While unemployment in Greece and Spain is projected to be above 25% in 2013, the underlying reason to remind citizens that peace is of the utmost importance was voiced at the recent International Monetary Fund and World Bank annual meeting by Klaus Schwab, the founder and executive chairman of the World Economic Forum.
"The financial crisis may be followed by an economic crisis, which may be followed by a social crisis, with increased unemployment," Schwab said. "My fear now is the social crisis will be followed by an intergenerational conflict when the younger generation discovers we are solving the situation by loading the debts on the next generation."
Saddling the next generation with debt is a concept that we know too well, and while we continue to trade stocks, currencies and commodities, we must do so with a complete appreciation that the economic ailments are far from resolved, even as recent economic data in the U.S. provides a gleam of hope for some, and a complete lack of understanding by others that continue to tout that the worst is over.

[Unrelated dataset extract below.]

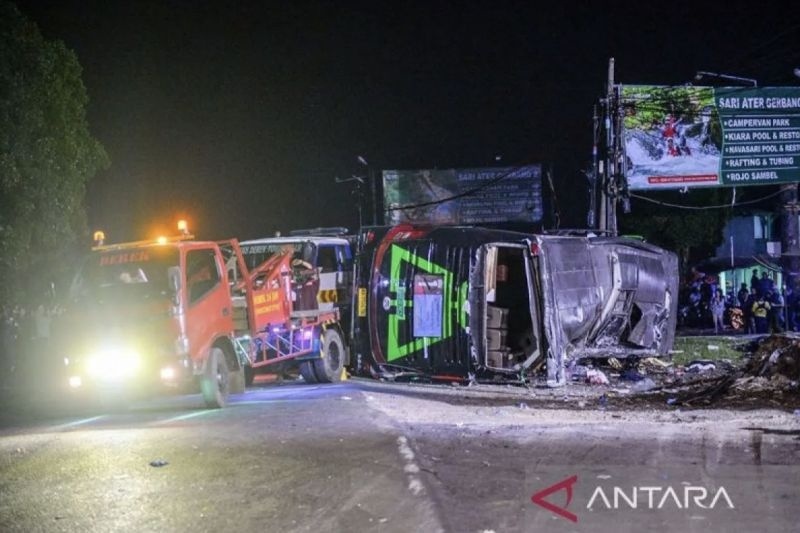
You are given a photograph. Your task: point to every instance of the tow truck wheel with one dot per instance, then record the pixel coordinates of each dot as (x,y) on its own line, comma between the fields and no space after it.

Certainly the talk of exiting the euro will continue, be it by the southern or northern members, but let’s not forget that the damage has been done, with Der Spiegel reporting on the big picture.
A new study by a German think tank warns that a euro exit by Greece, Spain, Portugal and Italy would cut global GDP by 17 trillion euros and plunge the world into recession, with France suffering the biggest loss.
And that is based on the best case scenario, conforming with the recent norm that always turns out to be abnormal.